To confront the rapidly rising jobless claims in March, Congress passed the Coronavirus Aid, Relief, and Economic Security (CARES) Act beefing up unemployment benefits with a flat $600 a week on top of whatever states already provided creating a whole host of other problems on its own.

By ramping up jobless benefits by an exorbitant amount, lawmakers incentivized workers to seek the government handout over remaining in their full-time position while making it far easier to qualify for the insurance.

A pair of economists at the conservative Heritage Foundation estimate that Congress likely inflated unemployment by nearly 14 million with expanded benefits and eligibility requirements. The median full-time worker earning less than $48,000 a year, they found, would bring home 15 percent more from government assistance than their pre-pandemic wages offered. Meanwhile, essential workers have seen no increase in pay throughout the crisis.

The increased benefits have posed an obstacle for businesses trying to rehire laid off staff as is required in the provisions for federal loans issued under the Paycheck Protection Program (PPP) passed in the CARES Act to be forgiven.

One Washington state spa owner was astonished at the reaction of her employees who were upset she secured a rare loan under the PPP before the eventually depleted funds were replenished in April.
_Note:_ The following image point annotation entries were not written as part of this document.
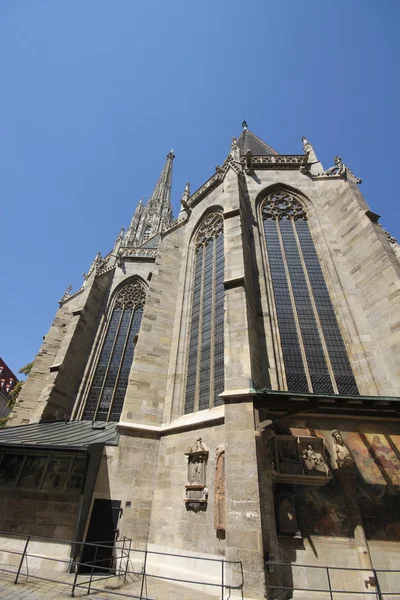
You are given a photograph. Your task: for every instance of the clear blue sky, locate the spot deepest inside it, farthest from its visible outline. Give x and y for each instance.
(94, 93)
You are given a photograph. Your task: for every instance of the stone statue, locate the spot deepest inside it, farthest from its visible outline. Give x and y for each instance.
(314, 460)
(342, 455)
(309, 151)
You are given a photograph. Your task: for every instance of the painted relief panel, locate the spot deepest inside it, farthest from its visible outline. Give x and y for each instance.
(377, 456)
(309, 510)
(371, 452)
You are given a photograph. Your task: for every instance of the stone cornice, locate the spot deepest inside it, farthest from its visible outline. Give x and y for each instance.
(140, 253)
(204, 418)
(280, 161)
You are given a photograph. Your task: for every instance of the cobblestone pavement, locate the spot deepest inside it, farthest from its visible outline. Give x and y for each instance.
(40, 589)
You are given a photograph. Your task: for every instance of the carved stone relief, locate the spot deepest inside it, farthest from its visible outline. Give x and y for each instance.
(210, 228)
(342, 456)
(281, 205)
(132, 295)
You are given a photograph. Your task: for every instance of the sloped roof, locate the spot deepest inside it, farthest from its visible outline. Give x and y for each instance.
(70, 435)
(249, 141)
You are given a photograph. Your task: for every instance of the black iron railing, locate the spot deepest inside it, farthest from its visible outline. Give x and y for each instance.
(371, 580)
(124, 560)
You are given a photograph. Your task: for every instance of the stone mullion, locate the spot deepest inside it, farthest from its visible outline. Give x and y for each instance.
(120, 362)
(199, 341)
(212, 337)
(96, 359)
(316, 315)
(109, 362)
(278, 354)
(296, 317)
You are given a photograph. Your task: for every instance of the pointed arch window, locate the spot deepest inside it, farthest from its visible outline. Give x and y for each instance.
(205, 371)
(313, 349)
(107, 390)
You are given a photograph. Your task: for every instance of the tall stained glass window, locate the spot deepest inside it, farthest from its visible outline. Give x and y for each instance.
(313, 349)
(205, 370)
(107, 390)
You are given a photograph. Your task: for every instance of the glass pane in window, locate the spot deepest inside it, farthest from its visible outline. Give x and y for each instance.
(32, 472)
(10, 467)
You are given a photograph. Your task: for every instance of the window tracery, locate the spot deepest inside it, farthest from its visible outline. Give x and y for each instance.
(314, 354)
(205, 370)
(108, 387)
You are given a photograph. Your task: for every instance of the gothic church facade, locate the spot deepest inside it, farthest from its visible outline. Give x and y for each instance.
(228, 379)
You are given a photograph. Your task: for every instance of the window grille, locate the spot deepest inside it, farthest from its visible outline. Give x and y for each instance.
(110, 381)
(313, 349)
(205, 371)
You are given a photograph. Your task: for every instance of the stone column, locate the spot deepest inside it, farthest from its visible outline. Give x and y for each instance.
(243, 518)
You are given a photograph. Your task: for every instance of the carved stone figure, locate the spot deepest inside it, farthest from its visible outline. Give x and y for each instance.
(196, 492)
(314, 460)
(309, 151)
(219, 491)
(342, 455)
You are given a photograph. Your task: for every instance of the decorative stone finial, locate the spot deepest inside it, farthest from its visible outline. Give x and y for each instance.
(66, 294)
(235, 151)
(186, 196)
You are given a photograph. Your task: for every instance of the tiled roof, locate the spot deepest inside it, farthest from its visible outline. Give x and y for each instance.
(71, 435)
(249, 141)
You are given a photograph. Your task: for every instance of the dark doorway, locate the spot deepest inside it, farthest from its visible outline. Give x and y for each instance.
(103, 529)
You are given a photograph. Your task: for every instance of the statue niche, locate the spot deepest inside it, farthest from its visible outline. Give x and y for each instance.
(196, 490)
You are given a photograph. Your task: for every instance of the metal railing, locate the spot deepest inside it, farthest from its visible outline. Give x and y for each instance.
(123, 561)
(372, 580)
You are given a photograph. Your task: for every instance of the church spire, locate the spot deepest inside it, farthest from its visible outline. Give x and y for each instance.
(156, 214)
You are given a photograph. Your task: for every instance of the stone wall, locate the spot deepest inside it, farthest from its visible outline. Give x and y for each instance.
(39, 514)
(127, 474)
(50, 391)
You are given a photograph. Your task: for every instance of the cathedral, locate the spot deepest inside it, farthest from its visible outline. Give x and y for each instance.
(225, 386)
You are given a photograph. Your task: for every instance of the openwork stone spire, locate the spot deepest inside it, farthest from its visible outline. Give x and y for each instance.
(152, 218)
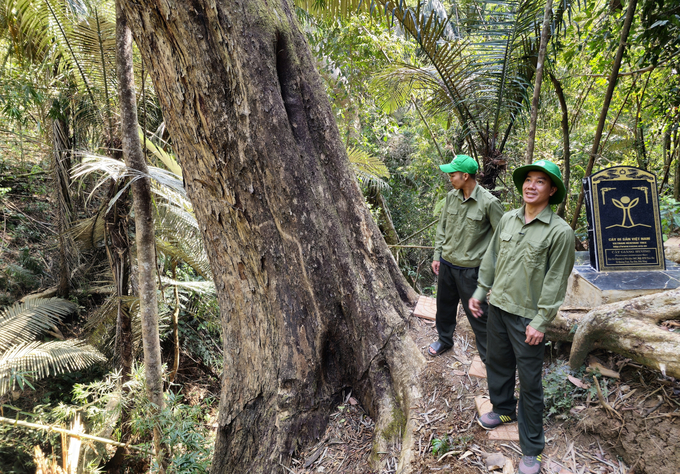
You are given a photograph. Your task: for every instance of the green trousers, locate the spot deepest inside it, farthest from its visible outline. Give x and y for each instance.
(453, 285)
(508, 352)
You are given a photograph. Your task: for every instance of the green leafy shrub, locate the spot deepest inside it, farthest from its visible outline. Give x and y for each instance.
(445, 444)
(669, 209)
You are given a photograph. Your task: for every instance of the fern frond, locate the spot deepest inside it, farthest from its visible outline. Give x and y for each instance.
(23, 322)
(42, 359)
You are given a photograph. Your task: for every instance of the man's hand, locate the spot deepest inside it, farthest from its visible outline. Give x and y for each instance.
(534, 337)
(475, 307)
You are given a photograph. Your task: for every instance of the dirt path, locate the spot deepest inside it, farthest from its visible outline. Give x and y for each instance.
(641, 434)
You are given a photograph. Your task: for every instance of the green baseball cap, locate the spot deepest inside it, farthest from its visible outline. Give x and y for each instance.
(462, 163)
(549, 168)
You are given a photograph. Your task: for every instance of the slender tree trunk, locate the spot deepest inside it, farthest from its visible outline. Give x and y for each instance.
(62, 199)
(311, 300)
(667, 156)
(566, 156)
(613, 78)
(144, 227)
(543, 46)
(676, 178)
(385, 223)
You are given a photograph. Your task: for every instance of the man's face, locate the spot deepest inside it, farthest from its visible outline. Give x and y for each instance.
(457, 179)
(537, 188)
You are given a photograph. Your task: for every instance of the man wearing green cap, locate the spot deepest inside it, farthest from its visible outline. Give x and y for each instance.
(526, 266)
(466, 224)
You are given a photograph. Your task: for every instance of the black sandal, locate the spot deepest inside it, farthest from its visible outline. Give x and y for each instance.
(437, 348)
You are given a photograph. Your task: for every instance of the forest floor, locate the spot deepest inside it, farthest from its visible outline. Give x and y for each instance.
(640, 435)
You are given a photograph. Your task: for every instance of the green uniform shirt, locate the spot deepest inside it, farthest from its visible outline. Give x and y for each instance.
(528, 266)
(466, 226)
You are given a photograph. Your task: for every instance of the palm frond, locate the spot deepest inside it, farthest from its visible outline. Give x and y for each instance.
(42, 359)
(368, 168)
(23, 322)
(168, 159)
(189, 252)
(200, 287)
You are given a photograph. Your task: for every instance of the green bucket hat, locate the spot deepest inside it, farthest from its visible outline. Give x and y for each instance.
(549, 168)
(462, 163)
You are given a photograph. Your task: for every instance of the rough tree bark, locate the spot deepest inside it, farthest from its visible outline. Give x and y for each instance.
(311, 300)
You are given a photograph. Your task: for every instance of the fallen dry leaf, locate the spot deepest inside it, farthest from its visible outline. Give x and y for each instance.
(578, 382)
(495, 461)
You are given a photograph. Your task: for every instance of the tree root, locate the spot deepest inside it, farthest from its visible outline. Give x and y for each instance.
(631, 328)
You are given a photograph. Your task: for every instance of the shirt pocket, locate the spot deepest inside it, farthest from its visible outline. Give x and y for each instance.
(505, 244)
(536, 254)
(473, 222)
(451, 216)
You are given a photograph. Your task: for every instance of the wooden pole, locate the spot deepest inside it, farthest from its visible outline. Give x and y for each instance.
(543, 46)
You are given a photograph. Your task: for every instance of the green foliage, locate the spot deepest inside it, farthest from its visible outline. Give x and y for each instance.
(560, 395)
(185, 429)
(22, 357)
(558, 392)
(669, 209)
(447, 443)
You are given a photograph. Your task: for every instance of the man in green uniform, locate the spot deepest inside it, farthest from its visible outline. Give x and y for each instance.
(466, 225)
(526, 267)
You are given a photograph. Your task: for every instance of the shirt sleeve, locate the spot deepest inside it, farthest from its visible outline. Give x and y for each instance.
(441, 231)
(495, 212)
(561, 257)
(487, 269)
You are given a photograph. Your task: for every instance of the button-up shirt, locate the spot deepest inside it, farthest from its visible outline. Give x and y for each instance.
(528, 265)
(466, 226)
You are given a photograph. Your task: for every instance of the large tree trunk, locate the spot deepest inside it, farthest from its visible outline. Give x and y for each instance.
(311, 300)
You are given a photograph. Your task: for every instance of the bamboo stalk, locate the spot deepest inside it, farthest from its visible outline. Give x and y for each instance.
(73, 434)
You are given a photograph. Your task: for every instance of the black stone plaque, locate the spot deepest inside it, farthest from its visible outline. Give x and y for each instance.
(624, 225)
“It was a firestorm of hated about the situation,” Jamie Black-Lewis told CNBC. “I couldn’t believe it. On what planet am I competing with unemployment?”

While the increased benefits are expected to expire in July, House Democrats passed a $3 trillion stimulus package dubbed the HEROES Act that seeks to extend them through next year.

Rachel Greszler, one of the Heritage researchers who studied Congress’ generous unemployment package said such an extension with no cap on earnings would be even further counterproductive to the nation’s goals.

“The HEROES Act’s perverse unemployment benefits threaten the well-being of the workers they claim to want to help,” Greszler told The Federalist. “Instead of tantalizing workers with unemployment benefits equal to 150 or 200 percent of their usual earnings, policymakers should be focused on helping the one-in-five Americans who have lost their jobs reconnect with their previous employers or find new employment instead of incentivizing them to remain unemployed until 2021.”

The nation’s economy however, continues to crumble even as states have begun to partially reopen to blunt the impact allowing businesses to operate with only a fraction of their original capacity.

A new report released last week shows more than 100,000 small businesses have already permanently gone under as a result of the lockdowns.